If there was a sense of unease at Louis Vuitton’s first catwalk presentation in Seoul, South Korea, it was the chill that came from the Han River, which flows through the heart of the city. But more likely it was the immersive set on the iconic Jamsugyo Bridge, designed by Hwang Dong-Hyuk, director of Squid Game, that reflected the incredible energy of the metropolis where past, present, and future coexist in harmony.
Guests, which included various K Pop stars, were seated outside, to see the first of Louis Vuitton's pre-fall 2023 presentations. The collection began heavy on leather pieces, with sporty blousons tucked into skirts being the first looks, emphasising a strong and rebellious attitude.

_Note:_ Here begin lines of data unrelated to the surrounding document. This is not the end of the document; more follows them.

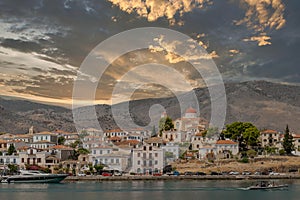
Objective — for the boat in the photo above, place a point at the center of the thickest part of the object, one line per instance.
(265, 185)
(34, 176)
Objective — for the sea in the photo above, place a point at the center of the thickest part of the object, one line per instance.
(149, 190)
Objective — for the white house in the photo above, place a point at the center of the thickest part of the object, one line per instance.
(117, 160)
(147, 159)
(223, 146)
(171, 151)
(45, 136)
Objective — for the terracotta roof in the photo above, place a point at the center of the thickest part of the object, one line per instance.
(114, 138)
(60, 147)
(23, 136)
(127, 142)
(198, 134)
(226, 142)
(296, 135)
(44, 133)
(23, 148)
(268, 131)
(155, 140)
(113, 130)
(190, 110)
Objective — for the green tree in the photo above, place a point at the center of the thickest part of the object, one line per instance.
(61, 140)
(243, 132)
(83, 151)
(11, 149)
(287, 143)
(99, 167)
(76, 144)
(153, 134)
(211, 131)
(165, 124)
(12, 168)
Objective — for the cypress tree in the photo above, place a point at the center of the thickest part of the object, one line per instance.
(287, 144)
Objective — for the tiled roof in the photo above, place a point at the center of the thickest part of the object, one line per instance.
(128, 142)
(114, 138)
(198, 134)
(113, 131)
(61, 147)
(44, 133)
(296, 135)
(155, 140)
(269, 131)
(226, 142)
(190, 110)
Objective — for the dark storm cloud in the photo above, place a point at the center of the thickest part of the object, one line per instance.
(63, 32)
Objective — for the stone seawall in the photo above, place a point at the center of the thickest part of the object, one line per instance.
(175, 178)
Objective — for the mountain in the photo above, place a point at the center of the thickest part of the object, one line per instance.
(266, 104)
(17, 116)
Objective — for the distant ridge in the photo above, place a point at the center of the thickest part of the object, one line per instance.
(266, 104)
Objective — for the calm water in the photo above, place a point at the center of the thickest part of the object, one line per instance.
(146, 190)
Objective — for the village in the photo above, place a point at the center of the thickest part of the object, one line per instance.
(133, 151)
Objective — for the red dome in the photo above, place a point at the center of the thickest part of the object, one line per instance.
(190, 110)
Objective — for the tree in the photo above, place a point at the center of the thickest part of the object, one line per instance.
(165, 124)
(287, 143)
(12, 168)
(243, 132)
(61, 140)
(11, 149)
(212, 131)
(153, 134)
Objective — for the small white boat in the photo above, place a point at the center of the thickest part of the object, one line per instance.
(265, 185)
(34, 176)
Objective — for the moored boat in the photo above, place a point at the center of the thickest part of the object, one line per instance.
(34, 176)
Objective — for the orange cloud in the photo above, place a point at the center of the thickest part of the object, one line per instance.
(262, 40)
(262, 14)
(154, 9)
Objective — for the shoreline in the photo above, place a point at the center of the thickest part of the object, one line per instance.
(100, 178)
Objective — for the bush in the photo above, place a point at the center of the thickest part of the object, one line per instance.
(281, 152)
(244, 160)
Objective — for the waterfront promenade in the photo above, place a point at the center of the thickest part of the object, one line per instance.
(99, 178)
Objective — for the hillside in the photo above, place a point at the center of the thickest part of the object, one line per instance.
(266, 104)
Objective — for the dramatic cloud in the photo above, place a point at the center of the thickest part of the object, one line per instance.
(43, 43)
(154, 9)
(263, 14)
(262, 40)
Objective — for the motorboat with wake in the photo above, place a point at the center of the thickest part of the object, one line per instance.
(266, 185)
(34, 176)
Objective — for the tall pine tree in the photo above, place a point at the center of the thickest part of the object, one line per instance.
(287, 144)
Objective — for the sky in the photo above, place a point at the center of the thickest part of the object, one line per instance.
(43, 43)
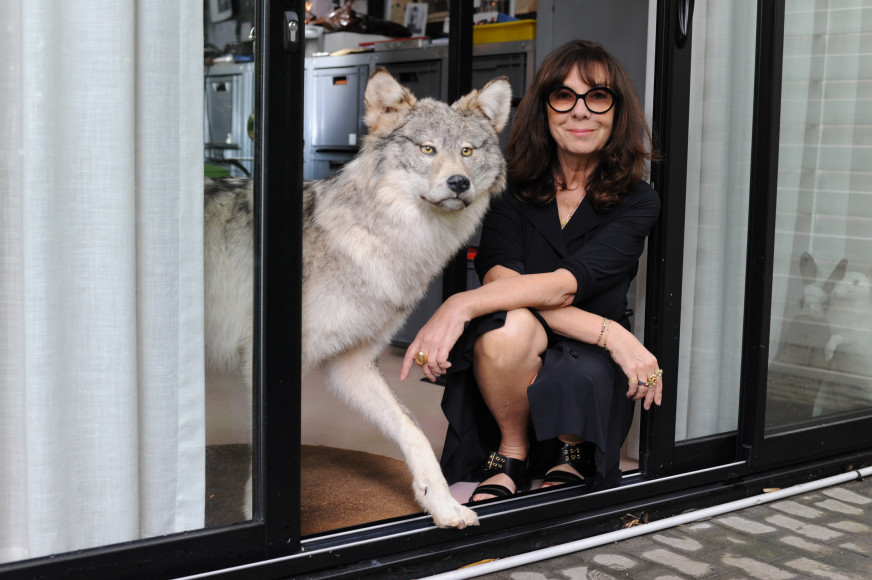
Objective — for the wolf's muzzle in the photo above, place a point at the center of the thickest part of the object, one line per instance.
(458, 184)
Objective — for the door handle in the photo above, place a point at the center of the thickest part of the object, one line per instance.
(685, 20)
(292, 31)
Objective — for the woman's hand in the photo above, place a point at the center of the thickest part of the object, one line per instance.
(640, 366)
(437, 337)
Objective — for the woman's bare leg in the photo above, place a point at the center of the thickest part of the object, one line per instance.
(506, 362)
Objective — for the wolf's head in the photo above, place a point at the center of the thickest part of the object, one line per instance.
(445, 157)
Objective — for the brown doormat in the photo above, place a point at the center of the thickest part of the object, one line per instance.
(342, 488)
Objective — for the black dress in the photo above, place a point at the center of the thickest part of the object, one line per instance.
(579, 389)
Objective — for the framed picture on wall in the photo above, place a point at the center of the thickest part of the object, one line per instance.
(416, 18)
(220, 10)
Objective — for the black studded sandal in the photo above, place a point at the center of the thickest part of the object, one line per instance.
(580, 457)
(516, 469)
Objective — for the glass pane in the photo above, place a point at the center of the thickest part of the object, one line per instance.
(228, 137)
(722, 89)
(821, 327)
(108, 432)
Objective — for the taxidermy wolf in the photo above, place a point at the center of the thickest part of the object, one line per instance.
(374, 236)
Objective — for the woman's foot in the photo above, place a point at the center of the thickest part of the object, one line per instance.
(574, 463)
(505, 476)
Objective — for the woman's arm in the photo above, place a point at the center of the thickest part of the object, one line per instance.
(504, 289)
(631, 355)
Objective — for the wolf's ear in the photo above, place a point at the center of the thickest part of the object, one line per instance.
(385, 100)
(494, 101)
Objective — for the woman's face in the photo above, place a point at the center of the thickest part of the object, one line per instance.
(580, 134)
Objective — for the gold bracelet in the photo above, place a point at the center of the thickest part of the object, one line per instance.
(605, 326)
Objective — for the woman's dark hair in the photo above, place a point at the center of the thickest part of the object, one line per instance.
(534, 170)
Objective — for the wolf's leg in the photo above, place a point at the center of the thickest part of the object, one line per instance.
(247, 370)
(355, 377)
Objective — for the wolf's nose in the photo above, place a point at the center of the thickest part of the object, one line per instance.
(458, 183)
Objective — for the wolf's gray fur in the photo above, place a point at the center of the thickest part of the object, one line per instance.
(374, 236)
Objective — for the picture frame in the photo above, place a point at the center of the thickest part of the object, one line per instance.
(416, 18)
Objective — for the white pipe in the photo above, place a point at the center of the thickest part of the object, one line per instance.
(632, 532)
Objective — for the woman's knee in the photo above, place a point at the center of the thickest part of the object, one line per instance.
(522, 337)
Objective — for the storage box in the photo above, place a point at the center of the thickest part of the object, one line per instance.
(504, 32)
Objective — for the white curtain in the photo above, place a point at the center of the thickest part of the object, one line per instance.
(101, 324)
(719, 156)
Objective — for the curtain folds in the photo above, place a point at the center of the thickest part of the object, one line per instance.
(101, 338)
(716, 217)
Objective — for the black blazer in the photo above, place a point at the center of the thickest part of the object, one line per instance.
(600, 249)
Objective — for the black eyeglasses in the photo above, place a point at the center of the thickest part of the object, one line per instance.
(598, 100)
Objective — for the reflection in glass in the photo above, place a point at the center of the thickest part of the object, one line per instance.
(821, 327)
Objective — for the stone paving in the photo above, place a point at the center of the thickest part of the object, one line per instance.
(821, 534)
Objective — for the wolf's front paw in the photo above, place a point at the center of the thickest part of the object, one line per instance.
(454, 516)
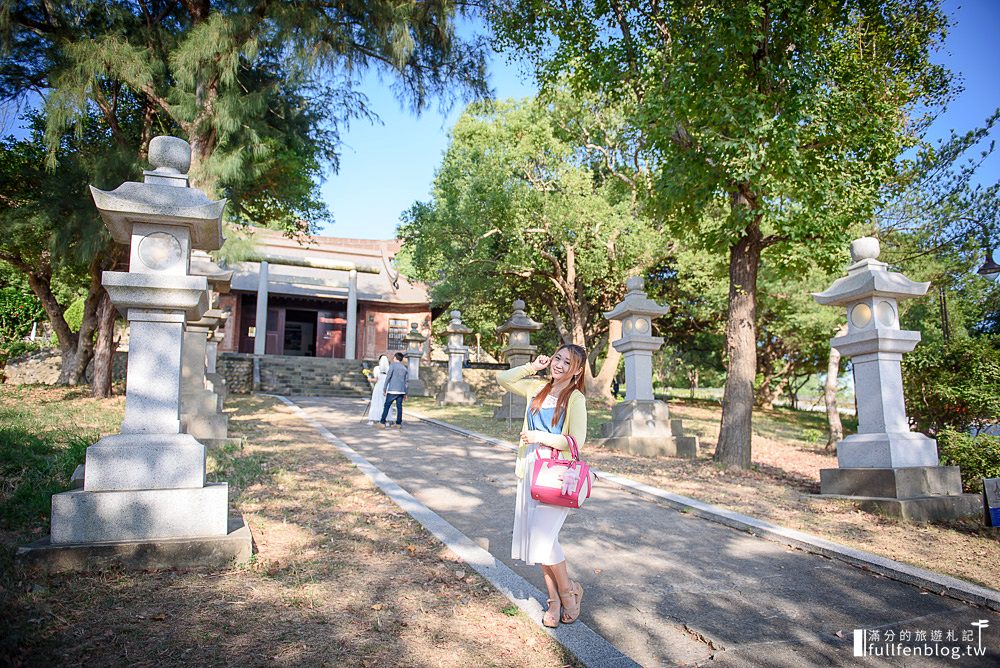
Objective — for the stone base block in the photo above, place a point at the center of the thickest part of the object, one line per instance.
(638, 418)
(76, 480)
(199, 401)
(886, 450)
(456, 393)
(651, 446)
(645, 428)
(921, 509)
(205, 425)
(216, 552)
(97, 517)
(232, 442)
(899, 483)
(145, 461)
(416, 388)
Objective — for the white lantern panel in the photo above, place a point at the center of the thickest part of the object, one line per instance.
(885, 314)
(160, 251)
(861, 315)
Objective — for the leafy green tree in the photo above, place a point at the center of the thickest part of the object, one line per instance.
(258, 88)
(521, 210)
(953, 385)
(785, 115)
(54, 239)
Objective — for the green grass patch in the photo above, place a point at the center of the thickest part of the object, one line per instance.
(232, 465)
(33, 467)
(44, 435)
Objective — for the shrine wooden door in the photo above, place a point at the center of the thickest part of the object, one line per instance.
(331, 334)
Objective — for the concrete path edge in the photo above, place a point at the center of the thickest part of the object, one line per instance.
(937, 583)
(583, 642)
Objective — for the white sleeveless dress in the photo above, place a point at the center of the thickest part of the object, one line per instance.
(537, 525)
(378, 396)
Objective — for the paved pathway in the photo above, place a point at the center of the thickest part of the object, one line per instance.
(666, 587)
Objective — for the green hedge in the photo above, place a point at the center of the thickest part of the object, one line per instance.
(955, 385)
(978, 456)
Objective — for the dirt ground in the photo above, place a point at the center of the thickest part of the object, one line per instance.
(340, 577)
(781, 488)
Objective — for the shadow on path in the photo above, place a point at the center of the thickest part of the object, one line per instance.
(666, 587)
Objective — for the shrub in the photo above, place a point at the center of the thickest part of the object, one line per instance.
(18, 311)
(978, 456)
(955, 385)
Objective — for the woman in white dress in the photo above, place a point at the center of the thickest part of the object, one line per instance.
(378, 392)
(556, 408)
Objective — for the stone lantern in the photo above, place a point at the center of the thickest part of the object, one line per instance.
(146, 486)
(641, 424)
(214, 380)
(518, 352)
(886, 465)
(201, 403)
(414, 351)
(456, 390)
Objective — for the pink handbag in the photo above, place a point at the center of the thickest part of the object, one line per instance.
(562, 482)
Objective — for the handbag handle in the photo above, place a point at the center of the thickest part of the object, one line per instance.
(574, 450)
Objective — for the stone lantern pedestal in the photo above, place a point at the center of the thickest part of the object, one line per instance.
(145, 502)
(456, 390)
(886, 466)
(414, 351)
(518, 352)
(641, 424)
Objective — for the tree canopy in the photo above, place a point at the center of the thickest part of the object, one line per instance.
(787, 116)
(260, 89)
(540, 219)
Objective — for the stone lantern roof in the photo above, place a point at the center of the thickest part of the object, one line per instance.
(219, 279)
(519, 320)
(414, 335)
(868, 277)
(456, 326)
(635, 302)
(163, 198)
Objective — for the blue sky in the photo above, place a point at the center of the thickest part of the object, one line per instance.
(385, 168)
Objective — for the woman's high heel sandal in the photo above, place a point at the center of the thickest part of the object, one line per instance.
(571, 611)
(551, 617)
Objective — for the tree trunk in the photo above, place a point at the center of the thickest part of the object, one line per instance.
(104, 350)
(692, 381)
(40, 283)
(599, 386)
(830, 395)
(75, 361)
(741, 351)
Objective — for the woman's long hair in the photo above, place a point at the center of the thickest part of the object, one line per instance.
(578, 364)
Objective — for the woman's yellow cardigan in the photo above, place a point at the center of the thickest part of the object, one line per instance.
(518, 381)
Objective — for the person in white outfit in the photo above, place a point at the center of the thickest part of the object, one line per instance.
(557, 408)
(378, 392)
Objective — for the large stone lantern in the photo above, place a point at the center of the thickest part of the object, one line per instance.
(518, 352)
(641, 424)
(886, 465)
(456, 390)
(414, 351)
(146, 487)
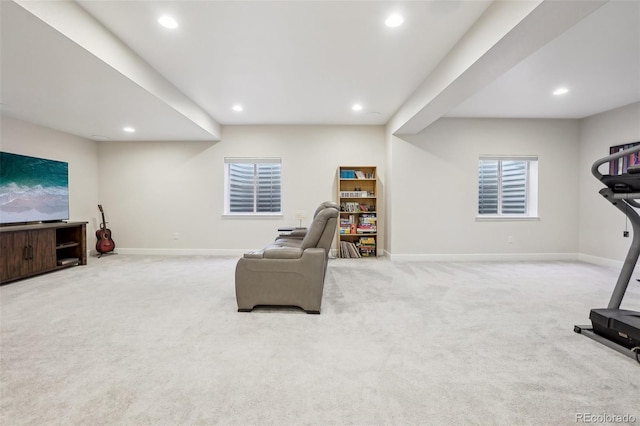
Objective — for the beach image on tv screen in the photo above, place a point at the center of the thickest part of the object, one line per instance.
(33, 189)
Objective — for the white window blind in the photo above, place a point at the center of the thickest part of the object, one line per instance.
(504, 187)
(253, 185)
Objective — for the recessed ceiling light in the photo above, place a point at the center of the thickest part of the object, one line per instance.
(100, 137)
(394, 21)
(168, 22)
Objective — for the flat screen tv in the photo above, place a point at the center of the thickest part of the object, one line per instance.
(33, 189)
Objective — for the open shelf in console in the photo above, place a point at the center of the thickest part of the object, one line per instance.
(71, 246)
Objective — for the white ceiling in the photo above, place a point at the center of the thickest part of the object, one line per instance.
(92, 67)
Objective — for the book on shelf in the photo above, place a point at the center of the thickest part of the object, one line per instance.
(349, 250)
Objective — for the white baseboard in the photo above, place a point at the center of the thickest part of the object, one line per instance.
(183, 252)
(473, 257)
(483, 257)
(601, 261)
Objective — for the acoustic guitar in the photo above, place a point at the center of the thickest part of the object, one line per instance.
(105, 244)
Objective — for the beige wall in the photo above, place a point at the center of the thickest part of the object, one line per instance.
(601, 224)
(23, 138)
(435, 190)
(155, 190)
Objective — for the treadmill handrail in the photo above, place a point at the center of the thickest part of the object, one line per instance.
(619, 154)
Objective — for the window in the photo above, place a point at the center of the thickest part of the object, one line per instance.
(253, 186)
(508, 187)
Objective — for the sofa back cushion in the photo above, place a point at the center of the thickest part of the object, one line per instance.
(322, 230)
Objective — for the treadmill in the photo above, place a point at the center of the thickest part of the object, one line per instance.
(618, 328)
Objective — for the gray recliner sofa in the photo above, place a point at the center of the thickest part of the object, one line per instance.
(294, 237)
(288, 272)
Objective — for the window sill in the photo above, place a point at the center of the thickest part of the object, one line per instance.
(252, 216)
(507, 218)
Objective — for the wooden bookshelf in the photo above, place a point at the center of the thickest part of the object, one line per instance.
(358, 218)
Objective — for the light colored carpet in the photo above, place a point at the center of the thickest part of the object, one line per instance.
(137, 340)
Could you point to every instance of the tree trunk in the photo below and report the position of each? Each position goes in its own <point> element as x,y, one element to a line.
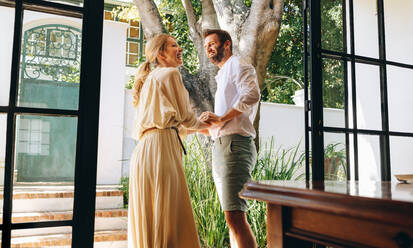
<point>254,32</point>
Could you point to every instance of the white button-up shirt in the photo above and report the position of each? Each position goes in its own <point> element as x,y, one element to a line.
<point>237,87</point>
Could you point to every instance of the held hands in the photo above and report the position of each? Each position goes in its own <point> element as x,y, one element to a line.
<point>211,118</point>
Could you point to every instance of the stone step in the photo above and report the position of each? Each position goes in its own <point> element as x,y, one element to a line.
<point>45,198</point>
<point>108,219</point>
<point>103,239</point>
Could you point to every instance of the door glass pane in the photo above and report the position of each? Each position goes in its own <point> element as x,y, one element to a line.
<point>369,158</point>
<point>3,127</point>
<point>351,163</point>
<point>332,25</point>
<point>333,93</point>
<point>365,28</point>
<point>401,155</point>
<point>368,97</point>
<point>6,49</point>
<point>52,237</point>
<point>45,154</point>
<point>116,143</point>
<point>335,162</point>
<point>400,86</point>
<point>50,61</point>
<point>398,16</point>
<point>78,3</point>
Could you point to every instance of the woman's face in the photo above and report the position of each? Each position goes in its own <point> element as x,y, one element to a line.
<point>172,55</point>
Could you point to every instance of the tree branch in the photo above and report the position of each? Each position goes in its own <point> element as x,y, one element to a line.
<point>209,16</point>
<point>150,18</point>
<point>190,15</point>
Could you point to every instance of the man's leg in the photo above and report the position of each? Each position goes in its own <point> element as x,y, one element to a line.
<point>240,229</point>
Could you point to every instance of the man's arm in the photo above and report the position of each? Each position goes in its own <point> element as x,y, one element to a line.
<point>219,120</point>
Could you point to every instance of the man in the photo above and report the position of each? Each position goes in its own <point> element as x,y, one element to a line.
<point>234,154</point>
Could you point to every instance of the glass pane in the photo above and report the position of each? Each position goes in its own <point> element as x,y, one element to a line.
<point>369,158</point>
<point>52,237</point>
<point>368,97</point>
<point>365,28</point>
<point>6,49</point>
<point>335,162</point>
<point>3,128</point>
<point>78,3</point>
<point>398,41</point>
<point>45,154</point>
<point>350,96</point>
<point>401,155</point>
<point>332,25</point>
<point>351,155</point>
<point>400,86</point>
<point>333,93</point>
<point>50,61</point>
<point>115,141</point>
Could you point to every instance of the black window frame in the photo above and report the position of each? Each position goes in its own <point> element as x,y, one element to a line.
<point>88,118</point>
<point>312,42</point>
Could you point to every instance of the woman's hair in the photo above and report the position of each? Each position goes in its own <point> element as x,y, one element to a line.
<point>153,46</point>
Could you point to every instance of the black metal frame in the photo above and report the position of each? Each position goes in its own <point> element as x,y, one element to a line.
<point>317,53</point>
<point>88,118</point>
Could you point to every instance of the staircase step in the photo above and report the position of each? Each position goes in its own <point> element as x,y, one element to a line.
<point>60,198</point>
<point>108,219</point>
<point>107,239</point>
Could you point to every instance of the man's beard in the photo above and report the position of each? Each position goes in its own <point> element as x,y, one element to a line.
<point>219,56</point>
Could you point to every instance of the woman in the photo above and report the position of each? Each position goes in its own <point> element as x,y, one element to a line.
<point>160,212</point>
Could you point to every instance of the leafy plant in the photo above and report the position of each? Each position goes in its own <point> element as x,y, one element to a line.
<point>210,220</point>
<point>335,162</point>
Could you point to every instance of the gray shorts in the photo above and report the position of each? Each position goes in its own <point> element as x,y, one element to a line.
<point>233,158</point>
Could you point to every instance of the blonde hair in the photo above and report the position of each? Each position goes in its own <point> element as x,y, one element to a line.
<point>153,46</point>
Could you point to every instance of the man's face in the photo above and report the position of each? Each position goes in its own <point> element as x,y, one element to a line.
<point>214,49</point>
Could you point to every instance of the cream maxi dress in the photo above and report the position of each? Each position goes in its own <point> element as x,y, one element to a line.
<point>160,212</point>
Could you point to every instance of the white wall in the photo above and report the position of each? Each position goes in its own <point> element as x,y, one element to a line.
<point>6,49</point>
<point>129,142</point>
<point>112,103</point>
<point>399,40</point>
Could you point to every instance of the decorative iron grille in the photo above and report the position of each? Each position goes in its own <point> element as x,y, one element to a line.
<point>52,52</point>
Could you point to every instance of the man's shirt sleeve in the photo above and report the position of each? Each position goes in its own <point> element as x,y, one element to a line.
<point>247,86</point>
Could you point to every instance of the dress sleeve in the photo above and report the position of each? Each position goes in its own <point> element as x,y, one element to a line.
<point>247,86</point>
<point>177,96</point>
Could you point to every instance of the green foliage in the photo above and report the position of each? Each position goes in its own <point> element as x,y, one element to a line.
<point>335,162</point>
<point>212,229</point>
<point>287,56</point>
<point>126,13</point>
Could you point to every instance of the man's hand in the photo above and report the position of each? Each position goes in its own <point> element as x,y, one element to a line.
<point>212,118</point>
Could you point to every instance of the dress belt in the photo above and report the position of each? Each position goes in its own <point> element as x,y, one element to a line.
<point>177,134</point>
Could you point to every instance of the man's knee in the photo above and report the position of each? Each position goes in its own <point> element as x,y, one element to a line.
<point>235,219</point>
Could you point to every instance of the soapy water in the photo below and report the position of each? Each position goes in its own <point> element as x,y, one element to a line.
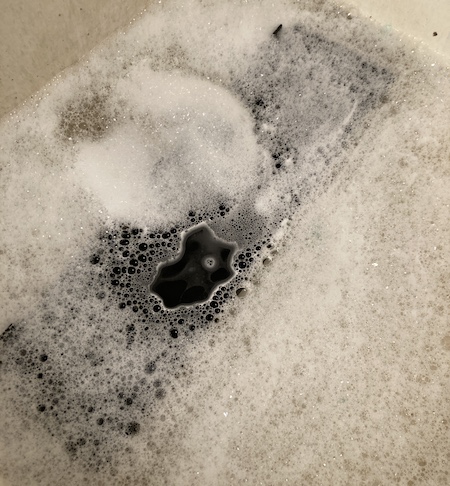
<point>219,131</point>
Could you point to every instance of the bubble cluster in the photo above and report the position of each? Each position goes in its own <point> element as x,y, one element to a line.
<point>146,197</point>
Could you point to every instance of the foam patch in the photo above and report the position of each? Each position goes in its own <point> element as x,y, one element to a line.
<point>287,163</point>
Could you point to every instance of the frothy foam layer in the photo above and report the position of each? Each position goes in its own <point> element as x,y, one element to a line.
<point>319,152</point>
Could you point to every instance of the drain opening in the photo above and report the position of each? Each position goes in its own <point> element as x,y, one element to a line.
<point>204,264</point>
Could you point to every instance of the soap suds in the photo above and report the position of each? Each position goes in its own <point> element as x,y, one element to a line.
<point>321,149</point>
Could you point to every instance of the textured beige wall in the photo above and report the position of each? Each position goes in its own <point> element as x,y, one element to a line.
<point>39,38</point>
<point>418,18</point>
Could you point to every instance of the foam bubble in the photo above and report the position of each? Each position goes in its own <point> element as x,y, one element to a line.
<point>320,149</point>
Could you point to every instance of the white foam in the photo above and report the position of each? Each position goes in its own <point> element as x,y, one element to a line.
<point>184,151</point>
<point>333,369</point>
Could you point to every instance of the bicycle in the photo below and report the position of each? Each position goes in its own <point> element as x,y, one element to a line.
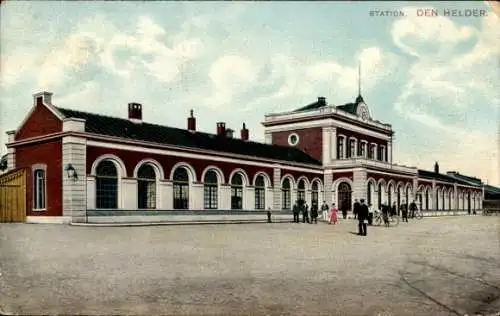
<point>378,219</point>
<point>418,214</point>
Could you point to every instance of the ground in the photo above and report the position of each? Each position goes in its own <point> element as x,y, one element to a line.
<point>433,266</point>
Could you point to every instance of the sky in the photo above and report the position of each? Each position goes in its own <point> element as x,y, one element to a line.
<point>435,79</point>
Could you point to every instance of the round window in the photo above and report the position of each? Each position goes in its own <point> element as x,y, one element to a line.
<point>293,139</point>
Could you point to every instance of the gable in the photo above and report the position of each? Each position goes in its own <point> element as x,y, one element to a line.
<point>40,121</point>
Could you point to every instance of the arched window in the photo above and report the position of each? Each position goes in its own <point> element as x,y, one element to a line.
<point>106,185</point>
<point>437,199</point>
<point>146,187</point>
<point>443,200</point>
<point>285,195</point>
<point>407,196</point>
<point>340,147</point>
<point>301,191</point>
<point>260,193</point>
<point>379,195</point>
<point>39,189</point>
<point>237,192</point>
<point>210,189</point>
<point>369,193</point>
<point>315,194</point>
<point>181,189</point>
<point>389,194</point>
<point>450,194</point>
<point>371,152</point>
<point>427,199</point>
<point>352,148</point>
<point>399,197</point>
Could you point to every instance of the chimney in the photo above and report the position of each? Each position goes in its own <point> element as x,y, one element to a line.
<point>244,132</point>
<point>135,112</point>
<point>42,98</point>
<point>229,133</point>
<point>191,122</point>
<point>221,129</point>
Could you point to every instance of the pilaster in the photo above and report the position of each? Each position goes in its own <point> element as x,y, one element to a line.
<point>328,182</point>
<point>326,142</point>
<point>277,188</point>
<point>268,138</point>
<point>196,196</point>
<point>359,190</point>
<point>225,197</point>
<point>74,188</point>
<point>454,205</point>
<point>91,193</point>
<point>249,198</point>
<point>333,144</point>
<point>129,194</point>
<point>270,198</point>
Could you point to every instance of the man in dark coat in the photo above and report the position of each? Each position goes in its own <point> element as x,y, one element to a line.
<point>413,208</point>
<point>362,218</point>
<point>296,212</point>
<point>314,213</point>
<point>404,212</point>
<point>356,208</point>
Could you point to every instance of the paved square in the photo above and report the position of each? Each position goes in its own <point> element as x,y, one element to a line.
<point>435,266</point>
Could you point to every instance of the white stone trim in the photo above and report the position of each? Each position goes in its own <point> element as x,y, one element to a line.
<point>307,183</point>
<point>218,172</point>
<point>267,180</point>
<point>48,219</point>
<point>73,125</point>
<point>336,183</point>
<point>246,181</point>
<point>160,174</point>
<point>120,166</point>
<point>206,157</point>
<point>293,185</point>
<point>290,139</point>
<point>327,122</point>
<point>189,168</point>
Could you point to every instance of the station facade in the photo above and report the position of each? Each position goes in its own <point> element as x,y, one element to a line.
<point>82,162</point>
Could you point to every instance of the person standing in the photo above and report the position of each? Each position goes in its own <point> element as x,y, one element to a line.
<point>362,218</point>
<point>370,214</point>
<point>404,212</point>
<point>324,210</point>
<point>305,216</point>
<point>333,215</point>
<point>393,209</point>
<point>356,208</point>
<point>296,212</point>
<point>314,213</point>
<point>344,210</point>
<point>413,209</point>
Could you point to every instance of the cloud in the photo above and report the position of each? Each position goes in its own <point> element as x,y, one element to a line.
<point>428,36</point>
<point>445,97</point>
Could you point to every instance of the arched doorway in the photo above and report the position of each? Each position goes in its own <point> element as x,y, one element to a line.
<point>344,196</point>
<point>106,185</point>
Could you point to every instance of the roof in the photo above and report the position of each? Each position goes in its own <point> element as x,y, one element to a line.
<point>442,177</point>
<point>124,128</point>
<point>350,108</point>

In place of sneakers and heels, tough biker boots were the dominant shoe, giving the impression that Louis Vuitton customers are not one to run away from any situation, but instead will own it. Especially on this windy bridge.
Mr Ghesquière is known for his mastery of retro-futurism, but this collection also included playful nods to anime, the Japanese animation style. Mr Ghesquière often incorporates elements from past eras, such as the 1960s or 1970s, and combines them with futuristic or avant-garde elements. This creates a unique and innovative style that is both nostalgic and forward-thinking, incorporating elements such as metallic fabrics, oversized shoulders, and exaggerated shapes.
The best pieces were more relaxed and less structured, with sensual yet tough layered prairie dresses and some exquisite pleated pieces that demonstrate why Ghesquière remains at the top of the fashion pyramid. The show's stunning location confirms South Korea's importance to luxury sales and LVMH's Asian strategy.